"That surely is obvious, even to eyes not very wide open. But tell me about yourself and your work, dear Miss Somers; women who work are always interesting."

Her work, she replied, was not particularly interesting, rather drudging and casual. Family misfortune had obliged her to provide for herself; she had not been brought up to any profession, but to leisure and comparative affluence. She had tried companioning and secretarial work, even a little hack literary work. She had no decided talent for anything. Her parents were early lost; she had been partly brought up by an aunt—"What! another aunt?" Ermengarde murmured to herself—whose affairs had become entangled and her means diminished, especially during late years. "So I have to work," the woman of mystery said, with a sigh that implied intense weariness and disgust at the necessity, "to take at least one burden from my poor aunt's shoulders."

"Far too thin," Ermengarde thought, and hazarded the observation that the woman of mystery must be greatly enjoying her present holiday; to which she replied that she certainly was, her expenses being supplied by her employer, to whom her sojourn in those regions was in some vague way useful.

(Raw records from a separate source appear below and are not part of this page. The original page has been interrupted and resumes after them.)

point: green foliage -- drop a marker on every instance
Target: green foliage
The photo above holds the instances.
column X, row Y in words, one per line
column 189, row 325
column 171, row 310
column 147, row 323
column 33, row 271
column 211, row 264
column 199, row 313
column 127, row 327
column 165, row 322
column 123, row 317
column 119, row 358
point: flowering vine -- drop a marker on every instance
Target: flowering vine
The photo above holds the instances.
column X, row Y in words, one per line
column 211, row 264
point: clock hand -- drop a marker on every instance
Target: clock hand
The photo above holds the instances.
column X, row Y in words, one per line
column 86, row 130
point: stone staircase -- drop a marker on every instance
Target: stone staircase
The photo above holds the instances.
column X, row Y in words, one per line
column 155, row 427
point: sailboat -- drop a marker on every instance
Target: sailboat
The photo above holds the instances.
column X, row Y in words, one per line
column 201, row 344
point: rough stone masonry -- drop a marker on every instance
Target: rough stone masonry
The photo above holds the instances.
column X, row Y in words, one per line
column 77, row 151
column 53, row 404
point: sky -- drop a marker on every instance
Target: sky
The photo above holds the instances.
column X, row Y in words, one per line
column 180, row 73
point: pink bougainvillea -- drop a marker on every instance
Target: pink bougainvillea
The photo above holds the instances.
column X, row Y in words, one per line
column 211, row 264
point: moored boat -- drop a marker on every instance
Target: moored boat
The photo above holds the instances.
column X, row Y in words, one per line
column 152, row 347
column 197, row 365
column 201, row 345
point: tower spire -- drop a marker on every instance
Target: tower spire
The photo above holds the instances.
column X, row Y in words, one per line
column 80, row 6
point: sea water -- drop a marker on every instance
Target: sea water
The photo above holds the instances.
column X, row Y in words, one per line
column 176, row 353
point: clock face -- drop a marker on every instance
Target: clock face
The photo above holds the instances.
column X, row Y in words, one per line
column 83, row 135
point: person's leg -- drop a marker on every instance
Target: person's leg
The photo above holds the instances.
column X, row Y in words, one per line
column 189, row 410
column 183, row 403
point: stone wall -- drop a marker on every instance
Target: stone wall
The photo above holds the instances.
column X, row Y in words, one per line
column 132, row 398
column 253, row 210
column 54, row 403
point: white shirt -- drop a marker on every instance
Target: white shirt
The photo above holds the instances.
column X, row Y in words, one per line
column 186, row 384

"You are possibly collecting information on his behalf?"

"In a way—yes," she admitted, with a faint blush.

"A detective way? Shadowing? Family mysteries?"

"One can't always explain—in detail——"

"Especially in work of such a delicate nature."

The sphinx mask had suddenly fallen back on the woman of mystery's features, and she had audibly remembered a letter to take down for the post.

Having done this, she returned only just in time to dress for dinner and bring the menu for the invalid to select from.